In the separate election-subversion case, the Supreme Court's ruling further pushes back a trial as the judge now has to determine which of the actions described in the indictment qualify as "official" duties that—according to the high court's right-wing supermajority—are entitled to "absolute immunity" from criminal prosecution.

 

"So, yes, all this will delay Trump's trial.
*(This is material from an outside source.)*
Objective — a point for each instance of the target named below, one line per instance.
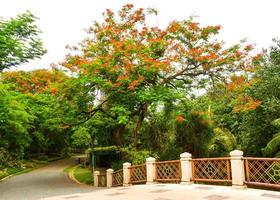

In that sense, he gets what he craved," Michael Waldman, president and CEO of the Brennan Center for Justice, wrote Monday. "But the implications are far worse for the structure of American self-government."

 

"We read sonorous language in the majority opinion that 'the president is not above the law,'" Waldman added. "But just in time for Independence Day, the Supreme Court brings us closer to having a king again."

 

"The Framers of the Constitution, wary of reestablishing the monarchy they overthrew, carefully limited the chief executive's powers. And six justices just crowned him king."

 

Liberal Justice Sonia Sotomayor wrote in her dissent against Monday's decision that the Supreme Court's majority has effectively endorsed assassinations of political rivals, orchestration of a military coup to remain in power, and the acceptance of bribes in exchange for pardons as legitimate and unprosecutable uses of presidential authority.

 

"The relationship between the president and the people he serves has shifted irrevocably," Sotomayor wrote. "In every use of official power, the president is now a king above the law."

 

Slate legal journalist Mark Joseph Stern echoed Sotomayor, writing that "it is unclear, after Monday's decision, what constitutional checks remain to stop any president from assuming dangerous and monarchical powers that are anathema to representative government."

 

"The immediate impact of the court's sweeping decision will be devastating enough, allowing Donald Trump to evade accountability for the most destructive and criminal efforts he took to overturn the 2020 election. But the long-term impact is even more harrowing," Stern wrote. "All future presidents will enter office with the knowledge that they are protected from prosecution for even the most appalling and dangerous abuses of power so long as they insist they were seeking to carry out their duties, as they understood them."